Alan Nevill, professor de ciência do esporte da Universidade de Wolverhampton, está mais próximo da linha de Ponzo e Scoppo. Em 2002, o pesquisador conduziu um estudo com 40 árbitros, pedindo que eles analisassem imagens de diferentes jogadas de possível falta. Em algumas situações, ele introduzia o som de fundo, enquanto outras tinham apenas a imagem. Segundo ele, o barulho de fundo deixava os árbitros mais incertos e menos propensos a dar faltas contra o time da casa.

Segundo a Wired, pesquisadores de Harvard também chegaram à conclusão de que o público têm influência no resultado, e quanto mais pessoas, melhor. De acordo com eles, times da casa na Premier League marcavam 0,1 gol extra em média para cada dez mil torcedores no estádio. Isso, no entanto, estaria menos ligado a um impulso aos jogadores e mais atrelado à influência do público nos árbitros, mais propensos a mostrar cartões vermelhos aos visitantes e apitar pênaltis aos times da casa.

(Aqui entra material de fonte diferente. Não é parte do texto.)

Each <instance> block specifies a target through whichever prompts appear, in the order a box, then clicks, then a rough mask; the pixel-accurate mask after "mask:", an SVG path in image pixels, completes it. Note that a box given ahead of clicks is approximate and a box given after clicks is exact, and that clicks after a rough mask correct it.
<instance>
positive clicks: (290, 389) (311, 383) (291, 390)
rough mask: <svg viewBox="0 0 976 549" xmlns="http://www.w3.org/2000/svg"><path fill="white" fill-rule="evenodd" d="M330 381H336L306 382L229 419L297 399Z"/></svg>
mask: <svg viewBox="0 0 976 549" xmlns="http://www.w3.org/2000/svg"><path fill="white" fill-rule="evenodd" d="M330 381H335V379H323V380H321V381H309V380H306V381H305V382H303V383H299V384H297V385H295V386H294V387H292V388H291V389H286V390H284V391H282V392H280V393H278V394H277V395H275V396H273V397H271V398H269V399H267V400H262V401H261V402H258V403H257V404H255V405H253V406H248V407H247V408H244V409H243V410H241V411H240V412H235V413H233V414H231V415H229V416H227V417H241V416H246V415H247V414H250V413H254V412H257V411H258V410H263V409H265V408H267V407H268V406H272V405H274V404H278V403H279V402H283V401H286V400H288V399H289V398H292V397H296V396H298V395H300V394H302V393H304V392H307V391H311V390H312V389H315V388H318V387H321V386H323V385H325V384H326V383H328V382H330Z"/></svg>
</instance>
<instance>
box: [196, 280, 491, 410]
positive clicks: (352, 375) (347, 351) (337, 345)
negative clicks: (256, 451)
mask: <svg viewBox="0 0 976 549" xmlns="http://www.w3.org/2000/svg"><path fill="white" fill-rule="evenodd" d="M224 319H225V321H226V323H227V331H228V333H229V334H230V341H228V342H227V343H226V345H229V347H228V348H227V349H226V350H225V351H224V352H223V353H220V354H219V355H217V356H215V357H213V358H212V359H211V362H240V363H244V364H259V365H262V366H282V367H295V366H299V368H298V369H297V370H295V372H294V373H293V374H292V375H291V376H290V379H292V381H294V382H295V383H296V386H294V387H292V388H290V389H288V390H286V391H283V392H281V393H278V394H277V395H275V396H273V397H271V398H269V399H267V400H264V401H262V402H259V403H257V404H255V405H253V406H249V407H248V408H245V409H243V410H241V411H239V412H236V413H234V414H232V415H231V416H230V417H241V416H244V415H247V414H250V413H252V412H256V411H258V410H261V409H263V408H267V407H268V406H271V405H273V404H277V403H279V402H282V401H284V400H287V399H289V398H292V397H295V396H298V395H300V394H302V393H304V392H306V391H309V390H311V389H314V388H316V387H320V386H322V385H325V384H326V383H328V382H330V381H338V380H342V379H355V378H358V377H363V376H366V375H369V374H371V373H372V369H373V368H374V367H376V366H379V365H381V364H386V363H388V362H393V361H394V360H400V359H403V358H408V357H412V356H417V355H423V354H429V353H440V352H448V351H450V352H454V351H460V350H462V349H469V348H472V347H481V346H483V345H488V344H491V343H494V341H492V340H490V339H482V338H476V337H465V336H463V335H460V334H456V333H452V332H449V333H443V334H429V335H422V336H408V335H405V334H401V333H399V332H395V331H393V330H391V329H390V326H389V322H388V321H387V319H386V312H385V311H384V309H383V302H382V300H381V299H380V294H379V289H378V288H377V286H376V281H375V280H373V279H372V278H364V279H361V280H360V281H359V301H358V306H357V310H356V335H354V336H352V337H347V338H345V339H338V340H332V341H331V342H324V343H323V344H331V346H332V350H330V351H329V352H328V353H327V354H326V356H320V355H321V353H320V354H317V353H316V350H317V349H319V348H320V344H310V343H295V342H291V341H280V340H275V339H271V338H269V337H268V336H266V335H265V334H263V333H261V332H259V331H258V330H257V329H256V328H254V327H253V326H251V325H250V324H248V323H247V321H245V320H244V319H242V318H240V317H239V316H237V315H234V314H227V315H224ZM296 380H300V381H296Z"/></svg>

De acordo com Nevill, nos anos seguintes à Segunda Guerra Mundial, os times da casa na Inglaterra eram significativamente mais propensos a perder fora de casa devido à influência da torcida local nas decisões do árbitro. Os efeitos dessa vantagem local eram equivalente a um gol extra, segundo Nevill. Porém, esses efeitos diminuíram ao longo dos anos e hoje equivalem, de acordo com o professor, a cerca de 0,5, número próximo daquele descoberto por Michela Ponzo e Vincenza Scoppo.

“É difícil dizer, e quase impossível provar, mas, com base na minha pesquisa, eu diria que mais da metade da vantagem do time da casa vem do público e da possibilidade do público influenciar os árbitros”, pontuou Nevill.

Essas descobertas abrem espaço para expectativas de uma disputa diferente do que já vimos, sobretudo na Premier League, cujo reinício estaria condicionado à realização das partidas em campos neutros. Sem a vantagem da pressão da torcida ou da familiaridade com o gramado, a tendência é de maior equilíbrio do que se observaria em condições normais.

Mas nem todos pensam assim. O Brighton, por exemplo, que tinha cinco de suas nove partidas restantes a serem disputadas em casa, se vê prejudicado por jogos em campo neutro, já que enfrentaria equipes fortes como Arsenal, Manchester United, Liverpool e Manchester City como mandante e contava com o apoio de seus torcedores ou ao menos a familiaridade com o Estádio Amex para tentar enfrentar oponentes muito acima de seu nível.

Independentemente disso, não há solução ideal em meio a esta pandemia, e uma escolha terá que ser tomada, dificilmente agradando a todos ou oferecendo a melhor das condições a todos os envolvidos.